# What deals are you looking for or would like?



## slineclean (Dec 23, 2011)

Looking forward to having a good look at Auto Finesse stand this year and as I wasn't converted to them at the time , but acouple of purchases from last year have made me change to them. 

Im mainly looking for - 

Any new products 

Valet pro brushes ( how many you got in collection? ) ive brought a pack of 100 cable ties :thumb:

More towels and more towels


----------



## J77ONO (Apr 11, 2012)

Im looking at buying a rotary ,pads,polishes ect plus lots of other bits :thumb:


----------



## piston_warrior (Jul 25, 2012)

I want a DAS 6 Pro with plates, pads and polishes.


----------



## RAPTOR (Sep 26, 2009)

pd8 if possible

thomas


----------



## Short1e (Apr 5, 2009)

Some GTechniq I think


----------



## Mikej857 (Jan 17, 2012)

I'm only after another pot of supernatural hybrid


----------



## Naddy37 (Oct 27, 2005)

Short1e said:


> Some GTechniq I think


+1.....

I'm coming with 2/3 chums, who, having seen my Gtechniq coated e250, are slowly being converted....


----------



## ImDesigner (Jan 19, 2012)

I'd like some Gtechniq c2v3 and some Sonax Brilliant Shine Detailer. I'm skint for any more though.


----------



## SKY (Sep 25, 2011)

I'm after some zaino tyre shine


----------



## fisko53 (Jun 30, 2012)

A woolly mammoth and some 303 aerospace protectant and erm anything else that catches my eye ... mmmmmm just thought.... id like some of the swirl police to take home..cana cana cana awww pleeeeese ok just 1 then


----------



## typerdan (Apr 11, 2011)

im after AF tough coat and And illusion, possibly a DAS-6 pro, lake country constant pressure pads and would like to try Gtechniq C1+

Definately going to be an expensive day out!


----------



## JMorty (Apr 25, 2011)

Looking at the LHR21ES...if I can get a good deal on it.


----------



## herbiedacious (Sep 27, 2010)

G-Tech, crate of Wet Glaze,a lake full of Amigo and a barrel of Reload.


----------



## m2srt (Oct 5, 2012)

Drying towels, Serious Performance excellent mf's, FK#425 & sp Show detailer. 30 Minutes with the 'Swirl Police' would be nice too. lol


----------



## badman gee (Jun 22, 2011)

I'd like and excellent deal on a rotary polisher, flex or festool.

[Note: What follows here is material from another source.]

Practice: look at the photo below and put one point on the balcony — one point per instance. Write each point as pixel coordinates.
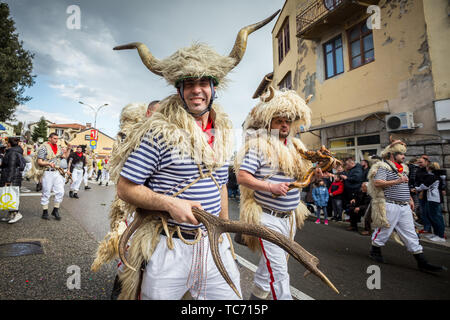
(318, 16)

Would like a demo on both. And a go!

Need to compare to the da I have.


----------



## badman gee (Jun 22, 2011)

What's the best price people have seen the festool and flex rotary for?

Just so I have a guide to go on.

Many thanks 

Mark


----------



## Horatio (Oct 30, 2011)

possibly looking to buy a paint depth gauge. any traders on here?


----------



## Junior Bear (Sep 2, 2008)

Much better prices this year, and sellers were more than happy to do deals this year round


----------